The region is generally identified with the district and city of Osnabrück, which largely corresponds to the Prince-Bishopric of Osnabrück in the Holy Roman Empire. The Osnabrück Land Regional Association (Landschaftsverband Osnabrücker Land) looks after cultural issues for the region.

== Location ==
The southern part of Osnabrück Land borders on Münsterland in the state of North Rhine-Westphalia. To the west the Tecklenburg Land is the natural continuation of the Osnabrück Land into North Rhine-Westphalia. To the southeast is the Ravensberg Land.
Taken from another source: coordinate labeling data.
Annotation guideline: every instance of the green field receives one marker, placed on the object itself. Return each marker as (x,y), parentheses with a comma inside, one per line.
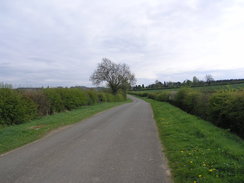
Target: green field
(198,152)
(201,88)
(15,136)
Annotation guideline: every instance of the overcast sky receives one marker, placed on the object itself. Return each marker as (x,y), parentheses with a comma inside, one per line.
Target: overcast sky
(60,42)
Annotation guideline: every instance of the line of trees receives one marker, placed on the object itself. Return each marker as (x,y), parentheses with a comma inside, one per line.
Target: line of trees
(195,82)
(224,108)
(18,106)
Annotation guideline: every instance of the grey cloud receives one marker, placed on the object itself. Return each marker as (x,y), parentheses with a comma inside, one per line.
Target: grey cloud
(59,42)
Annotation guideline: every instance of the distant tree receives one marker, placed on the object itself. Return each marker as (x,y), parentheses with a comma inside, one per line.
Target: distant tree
(195,80)
(5,85)
(209,78)
(117,76)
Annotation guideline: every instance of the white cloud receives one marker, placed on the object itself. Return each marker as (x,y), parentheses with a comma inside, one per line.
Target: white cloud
(59,42)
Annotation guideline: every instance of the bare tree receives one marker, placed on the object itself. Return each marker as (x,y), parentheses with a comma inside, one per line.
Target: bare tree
(209,78)
(117,76)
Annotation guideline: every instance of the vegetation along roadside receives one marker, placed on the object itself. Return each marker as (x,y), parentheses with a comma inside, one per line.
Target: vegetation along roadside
(197,150)
(15,136)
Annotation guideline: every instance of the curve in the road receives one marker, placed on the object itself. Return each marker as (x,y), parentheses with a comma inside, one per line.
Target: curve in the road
(120,145)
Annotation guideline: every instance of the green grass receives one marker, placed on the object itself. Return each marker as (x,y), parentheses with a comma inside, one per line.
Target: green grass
(202,88)
(197,150)
(15,136)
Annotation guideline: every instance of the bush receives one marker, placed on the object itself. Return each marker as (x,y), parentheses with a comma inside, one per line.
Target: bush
(40,99)
(20,106)
(54,99)
(226,109)
(93,97)
(15,108)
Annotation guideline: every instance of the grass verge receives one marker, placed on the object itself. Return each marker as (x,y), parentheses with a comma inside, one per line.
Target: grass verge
(15,136)
(198,152)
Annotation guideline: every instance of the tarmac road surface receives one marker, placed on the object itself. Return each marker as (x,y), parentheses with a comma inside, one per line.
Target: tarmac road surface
(120,145)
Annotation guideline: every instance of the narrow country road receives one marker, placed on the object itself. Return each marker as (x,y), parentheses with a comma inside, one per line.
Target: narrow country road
(120,145)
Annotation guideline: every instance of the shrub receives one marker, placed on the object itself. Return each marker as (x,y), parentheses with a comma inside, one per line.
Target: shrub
(40,99)
(54,99)
(93,98)
(15,108)
(226,109)
(101,97)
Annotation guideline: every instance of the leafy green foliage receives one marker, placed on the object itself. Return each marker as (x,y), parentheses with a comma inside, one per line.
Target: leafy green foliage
(225,108)
(15,108)
(197,150)
(21,106)
(17,135)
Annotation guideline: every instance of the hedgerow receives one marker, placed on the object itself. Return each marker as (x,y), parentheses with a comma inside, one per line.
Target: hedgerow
(224,108)
(21,106)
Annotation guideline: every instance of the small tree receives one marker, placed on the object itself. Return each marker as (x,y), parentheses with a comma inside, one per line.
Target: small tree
(117,76)
(195,80)
(209,78)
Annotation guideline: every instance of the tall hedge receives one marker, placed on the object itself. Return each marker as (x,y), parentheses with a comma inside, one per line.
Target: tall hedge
(224,108)
(21,106)
(15,108)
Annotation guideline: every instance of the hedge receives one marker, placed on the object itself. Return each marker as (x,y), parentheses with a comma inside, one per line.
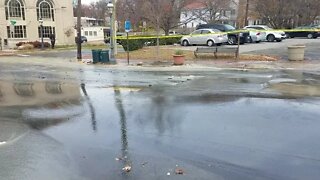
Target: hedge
(36,44)
(138,42)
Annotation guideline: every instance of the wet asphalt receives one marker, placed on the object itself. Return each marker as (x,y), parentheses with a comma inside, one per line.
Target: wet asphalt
(89,122)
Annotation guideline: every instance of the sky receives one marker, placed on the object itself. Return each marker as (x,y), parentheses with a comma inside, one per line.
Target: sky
(88,1)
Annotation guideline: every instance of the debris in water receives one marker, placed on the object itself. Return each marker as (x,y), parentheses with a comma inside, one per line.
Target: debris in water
(143,164)
(127,168)
(179,171)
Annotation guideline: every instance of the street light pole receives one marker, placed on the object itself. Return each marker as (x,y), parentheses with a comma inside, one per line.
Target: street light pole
(246,14)
(112,33)
(41,33)
(79,54)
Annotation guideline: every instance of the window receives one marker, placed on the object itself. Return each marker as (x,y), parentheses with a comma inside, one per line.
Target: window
(47,30)
(17,32)
(45,10)
(14,9)
(206,32)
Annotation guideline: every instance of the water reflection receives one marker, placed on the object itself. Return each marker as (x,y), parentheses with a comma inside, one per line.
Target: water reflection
(123,126)
(91,108)
(26,108)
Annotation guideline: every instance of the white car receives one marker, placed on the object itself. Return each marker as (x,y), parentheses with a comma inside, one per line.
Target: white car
(256,36)
(209,37)
(271,34)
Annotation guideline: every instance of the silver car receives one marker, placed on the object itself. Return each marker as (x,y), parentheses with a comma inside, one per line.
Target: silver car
(209,37)
(271,34)
(256,35)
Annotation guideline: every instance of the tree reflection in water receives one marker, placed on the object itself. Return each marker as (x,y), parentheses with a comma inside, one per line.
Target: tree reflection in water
(92,111)
(123,125)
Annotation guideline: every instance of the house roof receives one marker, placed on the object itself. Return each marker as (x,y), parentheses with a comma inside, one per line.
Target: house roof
(195,5)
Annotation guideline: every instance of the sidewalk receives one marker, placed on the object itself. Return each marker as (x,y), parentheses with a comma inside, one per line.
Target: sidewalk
(7,52)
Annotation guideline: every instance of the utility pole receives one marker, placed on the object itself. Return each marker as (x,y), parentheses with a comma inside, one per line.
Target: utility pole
(79,54)
(115,49)
(246,14)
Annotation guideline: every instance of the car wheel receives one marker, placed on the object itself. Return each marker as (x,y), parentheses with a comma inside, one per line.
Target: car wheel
(232,40)
(185,43)
(210,43)
(271,38)
(310,36)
Most of Osnabrück Land borders on other Lower Saxon regions: to the west on the Emsland, to the north on the Oldenburg Land and in the east on the Dümmer region.

== Sources ==
- Stonjek, Diether: Landkreis Osnabrück. In: de Lange, Norbert und Stonjek, Diether (Hrsg.): Osnabrück und das Osnabrücker Umland. Bramsche 2004, (S. 51 - 66) (Schriftenreihe Kulturregion Osnabrück; herausgegeben vom Landschaftsverband Osnabrücker Land e. V., Band 22).